Fiscal restraints, decreasing reimbursement, and increasing competition have made organizational mergers and acquisitions prevalent. As corporate culture changes, organizational variables previously related to organizational commitment may no longer apply.
RNs employed on general nursing units at 3 hospitals involved in a merger process completed 2 versions of Mowday's Organizational Commitment Questionnaire. Commitment to hospital and corporate system were examined. Semi-structured interviews, participant observation, and analysis of company documents assessed the organizational culture changes that have occurred.
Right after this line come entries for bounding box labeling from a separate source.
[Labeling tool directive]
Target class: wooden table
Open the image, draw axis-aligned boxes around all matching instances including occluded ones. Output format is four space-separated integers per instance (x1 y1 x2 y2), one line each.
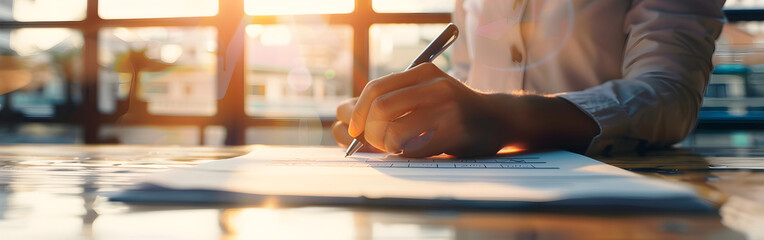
0 145 764 239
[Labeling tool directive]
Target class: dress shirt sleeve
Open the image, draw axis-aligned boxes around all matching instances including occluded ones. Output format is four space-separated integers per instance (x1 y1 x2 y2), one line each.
448 0 471 82
559 0 725 154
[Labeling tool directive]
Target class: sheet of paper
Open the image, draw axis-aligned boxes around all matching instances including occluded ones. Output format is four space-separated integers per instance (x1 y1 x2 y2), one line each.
136 146 694 202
Thirty-one percent of the nurses returned completed questionnaires; 9 were interviewed. RNs from the acquiring hospital demonstrated a significantly stronger commitment to the corporate system than the nurses from the acquired hospitals. The RNs at all 3 hospitals showed significantly greater commitment to their own particular hospital than to the umbrella corporate system.
Moderate level of commitment reflected uncertainty of job status, work overload, and feelings of unappreciation. These attitudes prevent nurses from exerting efforts on behalf of the organization.